Après neuf ans de silence cinématographique, Marion Vernoux nous était revenue en 2013 avec Les Beaux Jours, un film honnête et plutôt délicat alors que son sujet – une relation adultérine entre une sexagénaire et un homme beaucoup plus jeune – avait de quoi laisser craindre le pire. On était alors tenté d’accorder à Et ta sœur le bénéfice du doute et ce, malgré un titre absolument ringard et un casting moyennement inspirant. Pourtant, en dépit de quelques très courts moments de grâce où la réalisatrice parvient encore à capter le spleen de ses personnages, le film est un ratage dans les grandes largeurs : la faute à un scénario mal fichu, des dialogues aussi explicatifs que lourdingues et des acteurs qui, faute d’avoir vraiment quelque chose à jouer, surinvestissent leurs personnages au point d’en faire ressortir toutes les faiblesses d’écriture. Autant dire qu’il n’y a malheureusement pas grand-chose à sauver de cette farce dramatique, pas même le discours du film qui se voudrait un peu progressiste – en proposant une nouvelle définition des normes familiales – et qui reproduit involontairement des idées un peu ringardes sur l’approche de la féminité. Souhaitant probablement proposer un film générationnel, Marion Vernoux a donc tout faux en donnant l’impression qu’elle n’avait finalement pas de sujet à traiter.

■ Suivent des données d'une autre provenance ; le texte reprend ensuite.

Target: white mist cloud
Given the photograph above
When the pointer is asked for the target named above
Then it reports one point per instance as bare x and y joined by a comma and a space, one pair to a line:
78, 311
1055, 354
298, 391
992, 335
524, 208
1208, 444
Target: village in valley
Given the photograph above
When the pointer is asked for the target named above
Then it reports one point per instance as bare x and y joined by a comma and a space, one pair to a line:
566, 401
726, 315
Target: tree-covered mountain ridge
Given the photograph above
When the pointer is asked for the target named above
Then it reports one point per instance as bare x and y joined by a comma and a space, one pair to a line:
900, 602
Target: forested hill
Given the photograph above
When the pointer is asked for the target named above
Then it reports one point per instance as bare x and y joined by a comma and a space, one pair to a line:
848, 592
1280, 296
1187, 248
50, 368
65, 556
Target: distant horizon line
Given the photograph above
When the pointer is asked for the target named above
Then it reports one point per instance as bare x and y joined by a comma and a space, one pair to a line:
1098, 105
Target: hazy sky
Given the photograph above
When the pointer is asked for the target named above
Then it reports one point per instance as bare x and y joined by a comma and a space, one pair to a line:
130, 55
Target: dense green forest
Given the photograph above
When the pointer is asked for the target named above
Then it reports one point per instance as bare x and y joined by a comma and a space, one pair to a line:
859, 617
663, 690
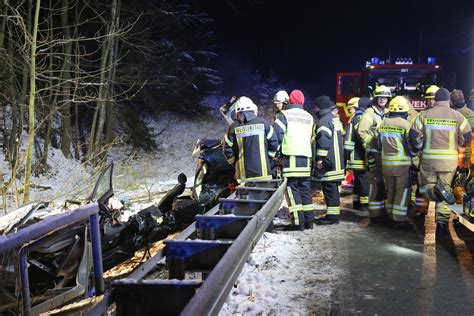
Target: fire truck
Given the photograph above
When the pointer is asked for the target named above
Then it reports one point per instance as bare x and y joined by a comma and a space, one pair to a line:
402, 77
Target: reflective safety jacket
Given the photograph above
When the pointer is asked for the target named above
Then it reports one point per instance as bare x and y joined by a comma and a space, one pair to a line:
394, 144
439, 133
353, 146
294, 130
330, 151
250, 146
369, 123
469, 115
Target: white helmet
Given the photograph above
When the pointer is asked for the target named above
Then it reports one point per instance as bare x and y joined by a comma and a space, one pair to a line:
245, 104
281, 96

Drôle d’endroit pour une rencontre
Pierrick (Grégoire Ludig), un trentenaire dépressif depuis la mort accidentelle de son frère, se voit proposer par Tessa (Géraldine Nakache), sa meilleure amie, la possibilité d’aller se ressourcer dans sa maison de campagne familiale. Sur place, le jeune homme tombe sur Marie (Virginie Efira), la charmante demi-sœur de Tessa, qu’il entreprend rapidement de séduire après quelques verres d’alcool que les deux acolytes se sont ingurgités pour oublier leurs peines respectives. La situation de départ nous met donc déjà en terrain connu : faites cohabiter deux âmes esseulées que rien ne rapproche et observez ce qu’il se passe. Sauf que le scénario, adapté du film Ma meilleure amie, sa sœur et moi de Lynn Shelton, croit faire preuve d’originalité en y intégrant des ingrédients inattendus : Marie est lesbienne et Tessa, débarquant à l’improviste également, secrètement amoureuse de Pierrick. On imagine aisément l’imbroglio dans lequel les trois personnages vont s’enfoncer, prisonniers de cette maison isolée sur une petite île battue par la pluie et les vents. Ce sera pour eux, notamment les deux sœurs (l’exploration du personnage masculin et le deuil qu’il transporte avec lui n’allant pas plus loin que le prétexte scénaristique), l’occasion de mettre cartes sur table et de régler quelques vieux litiges. Mais autant dire que l’ambition de Vernoux n’est clairement pas de rendre hommage aux films de Bergman.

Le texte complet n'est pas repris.